What also isn't a surprise is that the SEC shows literally no interest in the massive stock manipulations going on daily, but man, one of Wall Street's big names gets bruised in its bad bets in CMOs, and they form an emergency session.

That's par for the course. Anyone that has a dime in the markets at this stage is a frigging idiot. You have all the info you need.
Re: It Was The Best Of Times..... By Kallister on 6/14/2007 9:00 AM
Thank you for articulating the obvious in such a straight forward article.
You said it very well.
You tell a plain and simple truth, a question often asked to politicians and never answered.
Re: It Was The Best Of Times..... By Mississipibluffs on 6/14/2007 9:23 AM
"The law, in its majestic equality, forbids the rich as well as the poor to sleep under bridges, to beg in the streets, and to steal bread." (Anatole France)

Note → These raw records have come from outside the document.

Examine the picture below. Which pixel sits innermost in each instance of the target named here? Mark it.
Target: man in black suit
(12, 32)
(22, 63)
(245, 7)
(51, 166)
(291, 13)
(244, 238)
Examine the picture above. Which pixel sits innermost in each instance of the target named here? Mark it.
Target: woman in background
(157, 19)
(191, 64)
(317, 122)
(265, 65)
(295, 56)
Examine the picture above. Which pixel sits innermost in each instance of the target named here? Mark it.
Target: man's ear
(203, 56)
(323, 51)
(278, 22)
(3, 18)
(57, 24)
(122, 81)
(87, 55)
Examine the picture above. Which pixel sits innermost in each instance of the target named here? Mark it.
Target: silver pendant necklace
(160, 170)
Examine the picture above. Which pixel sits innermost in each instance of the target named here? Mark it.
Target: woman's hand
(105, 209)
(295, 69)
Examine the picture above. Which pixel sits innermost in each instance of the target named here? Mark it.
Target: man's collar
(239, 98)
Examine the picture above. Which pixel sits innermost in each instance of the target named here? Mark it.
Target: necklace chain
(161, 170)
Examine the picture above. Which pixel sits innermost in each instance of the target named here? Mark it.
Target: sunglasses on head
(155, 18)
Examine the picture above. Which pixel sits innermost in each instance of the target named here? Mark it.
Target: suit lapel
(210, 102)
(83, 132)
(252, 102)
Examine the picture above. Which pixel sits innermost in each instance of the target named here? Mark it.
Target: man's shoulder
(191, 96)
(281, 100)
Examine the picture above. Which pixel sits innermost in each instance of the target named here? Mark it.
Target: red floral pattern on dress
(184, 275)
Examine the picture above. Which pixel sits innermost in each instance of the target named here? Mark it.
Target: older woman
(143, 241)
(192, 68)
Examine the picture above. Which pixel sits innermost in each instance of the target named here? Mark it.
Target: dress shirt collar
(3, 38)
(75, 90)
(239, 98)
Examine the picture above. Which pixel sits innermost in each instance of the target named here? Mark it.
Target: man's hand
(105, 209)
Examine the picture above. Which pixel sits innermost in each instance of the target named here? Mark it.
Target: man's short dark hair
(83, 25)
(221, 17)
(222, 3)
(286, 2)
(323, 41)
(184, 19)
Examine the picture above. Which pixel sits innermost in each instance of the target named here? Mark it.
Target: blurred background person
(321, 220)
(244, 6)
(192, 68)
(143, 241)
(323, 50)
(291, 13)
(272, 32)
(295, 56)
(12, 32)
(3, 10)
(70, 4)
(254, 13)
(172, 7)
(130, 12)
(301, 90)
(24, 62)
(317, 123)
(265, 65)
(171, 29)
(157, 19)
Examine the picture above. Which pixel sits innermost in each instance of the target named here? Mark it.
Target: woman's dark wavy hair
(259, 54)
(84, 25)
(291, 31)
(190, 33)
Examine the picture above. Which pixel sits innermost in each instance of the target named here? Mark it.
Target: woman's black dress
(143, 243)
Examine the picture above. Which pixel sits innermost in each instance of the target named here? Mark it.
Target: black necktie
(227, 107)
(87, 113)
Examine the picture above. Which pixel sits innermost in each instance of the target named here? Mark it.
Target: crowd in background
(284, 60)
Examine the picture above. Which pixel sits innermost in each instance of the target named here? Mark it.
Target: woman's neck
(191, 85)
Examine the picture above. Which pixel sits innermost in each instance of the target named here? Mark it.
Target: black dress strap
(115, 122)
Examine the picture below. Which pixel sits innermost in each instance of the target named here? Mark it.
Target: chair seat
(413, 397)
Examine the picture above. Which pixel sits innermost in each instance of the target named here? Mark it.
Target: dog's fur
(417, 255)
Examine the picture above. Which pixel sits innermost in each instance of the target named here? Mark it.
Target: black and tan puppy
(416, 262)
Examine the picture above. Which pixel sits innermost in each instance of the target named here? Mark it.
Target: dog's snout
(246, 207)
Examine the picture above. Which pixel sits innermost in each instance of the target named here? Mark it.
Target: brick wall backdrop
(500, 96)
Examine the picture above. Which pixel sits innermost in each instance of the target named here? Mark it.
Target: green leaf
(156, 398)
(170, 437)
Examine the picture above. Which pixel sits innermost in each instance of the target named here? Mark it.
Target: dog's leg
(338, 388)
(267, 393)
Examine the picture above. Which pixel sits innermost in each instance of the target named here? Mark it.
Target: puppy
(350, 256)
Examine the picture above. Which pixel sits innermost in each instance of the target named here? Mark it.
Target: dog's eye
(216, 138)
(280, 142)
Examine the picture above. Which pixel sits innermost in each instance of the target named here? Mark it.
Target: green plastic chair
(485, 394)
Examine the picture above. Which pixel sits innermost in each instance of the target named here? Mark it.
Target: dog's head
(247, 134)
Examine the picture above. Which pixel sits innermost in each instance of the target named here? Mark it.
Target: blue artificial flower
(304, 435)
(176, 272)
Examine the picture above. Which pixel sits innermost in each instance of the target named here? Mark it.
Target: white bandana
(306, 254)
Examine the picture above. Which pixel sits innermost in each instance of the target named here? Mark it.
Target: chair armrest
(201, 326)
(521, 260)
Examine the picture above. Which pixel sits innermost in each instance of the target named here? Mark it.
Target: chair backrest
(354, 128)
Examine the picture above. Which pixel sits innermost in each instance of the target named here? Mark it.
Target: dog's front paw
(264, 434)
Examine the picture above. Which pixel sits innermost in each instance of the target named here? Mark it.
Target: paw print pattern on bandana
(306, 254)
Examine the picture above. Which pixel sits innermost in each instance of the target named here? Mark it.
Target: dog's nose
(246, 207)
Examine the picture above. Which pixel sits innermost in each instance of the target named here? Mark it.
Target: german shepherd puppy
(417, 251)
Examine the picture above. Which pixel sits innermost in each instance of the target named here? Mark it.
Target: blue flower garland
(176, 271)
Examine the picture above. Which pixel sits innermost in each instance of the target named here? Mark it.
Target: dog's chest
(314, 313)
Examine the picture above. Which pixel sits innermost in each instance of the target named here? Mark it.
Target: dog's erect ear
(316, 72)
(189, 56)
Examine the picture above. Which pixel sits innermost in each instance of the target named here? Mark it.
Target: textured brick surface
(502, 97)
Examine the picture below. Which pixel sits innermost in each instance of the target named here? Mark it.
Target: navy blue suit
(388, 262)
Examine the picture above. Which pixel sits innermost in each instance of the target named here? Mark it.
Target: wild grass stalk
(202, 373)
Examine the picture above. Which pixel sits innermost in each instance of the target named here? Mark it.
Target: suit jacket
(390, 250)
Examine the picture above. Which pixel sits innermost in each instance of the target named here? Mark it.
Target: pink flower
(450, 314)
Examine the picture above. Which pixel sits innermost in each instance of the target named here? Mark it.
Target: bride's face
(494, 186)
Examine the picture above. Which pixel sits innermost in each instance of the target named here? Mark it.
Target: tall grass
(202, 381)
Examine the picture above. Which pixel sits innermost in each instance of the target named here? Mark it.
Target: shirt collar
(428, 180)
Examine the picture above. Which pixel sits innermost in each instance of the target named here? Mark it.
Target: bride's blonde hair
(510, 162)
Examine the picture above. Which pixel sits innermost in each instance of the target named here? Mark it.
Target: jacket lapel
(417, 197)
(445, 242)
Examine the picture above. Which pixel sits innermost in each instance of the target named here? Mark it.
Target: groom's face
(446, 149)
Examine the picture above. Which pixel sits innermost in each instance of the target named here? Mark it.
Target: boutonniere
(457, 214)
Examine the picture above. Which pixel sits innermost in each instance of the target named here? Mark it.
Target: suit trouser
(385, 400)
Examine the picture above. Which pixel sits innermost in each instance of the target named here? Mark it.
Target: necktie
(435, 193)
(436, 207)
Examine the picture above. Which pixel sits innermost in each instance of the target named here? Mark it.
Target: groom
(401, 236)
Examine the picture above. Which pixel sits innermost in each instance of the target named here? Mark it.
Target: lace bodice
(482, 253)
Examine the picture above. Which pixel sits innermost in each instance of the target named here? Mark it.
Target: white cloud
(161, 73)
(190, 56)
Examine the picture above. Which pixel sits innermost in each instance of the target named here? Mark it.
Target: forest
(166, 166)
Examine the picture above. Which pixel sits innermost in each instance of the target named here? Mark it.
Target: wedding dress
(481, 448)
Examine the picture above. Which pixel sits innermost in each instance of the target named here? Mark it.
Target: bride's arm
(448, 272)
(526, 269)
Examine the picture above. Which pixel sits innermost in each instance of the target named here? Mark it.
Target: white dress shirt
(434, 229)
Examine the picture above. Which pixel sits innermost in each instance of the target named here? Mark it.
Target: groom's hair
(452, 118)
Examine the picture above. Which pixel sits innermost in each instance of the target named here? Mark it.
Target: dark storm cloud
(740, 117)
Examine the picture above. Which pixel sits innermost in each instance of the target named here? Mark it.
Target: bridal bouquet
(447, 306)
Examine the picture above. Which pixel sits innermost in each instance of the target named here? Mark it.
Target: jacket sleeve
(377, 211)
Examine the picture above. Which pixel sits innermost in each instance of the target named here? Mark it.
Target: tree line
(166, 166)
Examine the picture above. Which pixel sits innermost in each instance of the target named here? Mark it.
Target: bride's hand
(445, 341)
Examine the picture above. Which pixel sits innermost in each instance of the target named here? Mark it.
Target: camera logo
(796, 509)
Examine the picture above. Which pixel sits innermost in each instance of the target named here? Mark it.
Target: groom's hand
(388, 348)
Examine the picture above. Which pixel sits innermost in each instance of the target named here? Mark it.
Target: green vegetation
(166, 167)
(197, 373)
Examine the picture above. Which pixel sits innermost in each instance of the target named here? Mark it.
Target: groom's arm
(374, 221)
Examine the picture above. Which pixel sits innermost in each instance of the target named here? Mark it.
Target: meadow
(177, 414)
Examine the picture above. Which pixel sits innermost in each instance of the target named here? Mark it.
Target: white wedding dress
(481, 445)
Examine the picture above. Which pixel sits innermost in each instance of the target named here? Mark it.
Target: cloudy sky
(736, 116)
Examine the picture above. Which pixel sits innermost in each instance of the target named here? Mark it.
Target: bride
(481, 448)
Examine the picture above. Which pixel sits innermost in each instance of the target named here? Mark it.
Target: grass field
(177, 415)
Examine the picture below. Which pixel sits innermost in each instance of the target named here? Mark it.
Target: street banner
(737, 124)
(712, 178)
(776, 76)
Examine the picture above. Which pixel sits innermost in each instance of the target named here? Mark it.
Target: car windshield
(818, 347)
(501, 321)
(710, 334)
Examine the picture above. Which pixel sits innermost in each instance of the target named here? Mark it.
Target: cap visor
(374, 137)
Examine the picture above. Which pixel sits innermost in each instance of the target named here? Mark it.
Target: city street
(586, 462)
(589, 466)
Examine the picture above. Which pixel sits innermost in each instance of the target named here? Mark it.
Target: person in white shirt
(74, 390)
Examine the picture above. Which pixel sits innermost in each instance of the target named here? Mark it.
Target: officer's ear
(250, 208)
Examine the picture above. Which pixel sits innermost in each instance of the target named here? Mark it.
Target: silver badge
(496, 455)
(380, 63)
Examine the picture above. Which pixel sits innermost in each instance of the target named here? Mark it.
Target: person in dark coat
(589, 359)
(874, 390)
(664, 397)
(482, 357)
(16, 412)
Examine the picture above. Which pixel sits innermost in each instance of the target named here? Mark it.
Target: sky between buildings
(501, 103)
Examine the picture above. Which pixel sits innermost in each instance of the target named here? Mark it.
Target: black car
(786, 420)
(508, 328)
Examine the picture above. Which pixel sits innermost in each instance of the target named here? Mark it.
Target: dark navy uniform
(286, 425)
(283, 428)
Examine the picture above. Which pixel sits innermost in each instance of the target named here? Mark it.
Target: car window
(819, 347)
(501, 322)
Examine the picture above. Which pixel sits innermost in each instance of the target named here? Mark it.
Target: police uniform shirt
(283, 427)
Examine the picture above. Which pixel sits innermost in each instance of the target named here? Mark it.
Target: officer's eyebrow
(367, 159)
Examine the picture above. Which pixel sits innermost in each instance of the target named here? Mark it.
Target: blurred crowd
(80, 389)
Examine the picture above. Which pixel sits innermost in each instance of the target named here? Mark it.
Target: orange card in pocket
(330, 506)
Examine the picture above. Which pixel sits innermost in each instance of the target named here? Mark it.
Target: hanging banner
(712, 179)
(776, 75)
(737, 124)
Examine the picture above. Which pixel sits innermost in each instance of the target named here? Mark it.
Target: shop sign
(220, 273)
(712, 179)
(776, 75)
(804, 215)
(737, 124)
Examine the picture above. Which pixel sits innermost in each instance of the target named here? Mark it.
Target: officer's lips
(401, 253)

Anatole France (April 16, 1844 – October 12, 1924) was the pen name of French author Jacques Anatole François Thibault. (Wikipedia)
Re: It Was The Best Of Times..... By Chris Joseph Stalin Cox on 6/14/2007 10:26 AM
"Mankind is divided into rich and poor, into property owners and exploited; and to abstract oneself from this fundamental division ;and from the antagonism between poor and rich means abstracting oneself from fundamental facts."
Joseph Stalin

"Ditto... Hahahaha investors"
Chris Cox June 13th, 2007

Re: It Was The Best Of Times..... By davidn on 6/14/2007 3:55 PM
Whether these changes do what they were supposed to or not, I am convinced that they would not have been implemented without the relentless efforts of the activists on this site.

Change comes slowly, with little feedback or reward, kind of like snowflakes piling on a mountainside, but don't be surprised when change finally comes in an avalanche. It only takes that one last snowflake.

Glaring loopholes that need to be closed: relending lent shares in a daisy chain, foreign fails, repurchase agreements, options mm exceptions, lack of enforcement / weak penalties, desking, long chains of netting and beneficial ownership, etc.

I'd like to get to a point where shareholders are rewarded for owning an IOU instead of a share. If there is an asterisk next to my ownership on my brokerage statement, I should get some sort of montly compensation for lending my asset out.

That is only going to come with maximum transparency where shareholders and IOUholders are clearly identified.

We can't let our foot off the gas because as slow as it is coming, we are making progress.

There are more regular investors than back office thieves and we have all the power, if only the average investor would wake up to the fraud.
Re: It Was The Best Of Times..... By zimms on 6/14/2007 5:24 PM
"....if only the average investor would wake up to the fraud."

Does anyone have any ideas, as wild as they may be... on how to do that? That seems to be the $64,000 question, and the key to the whole deal.

Re: It Was The Best Of Times..... By rtway on 6/14/2007 7:05 PM
Thanks for the comment. I'm sure we were all aware that this would play out this way. We weren't sure what color paint they would use or what size brush would be used to change the appearance. In your estimation Bobo did Cox by admitting to these bullshit remedies incriminate the SEC or himself or is this question better left unanswered. It just seems that an astute attorney or attorneys could make a class action suit against the SEC and certain individuals who might be willing to co-operate.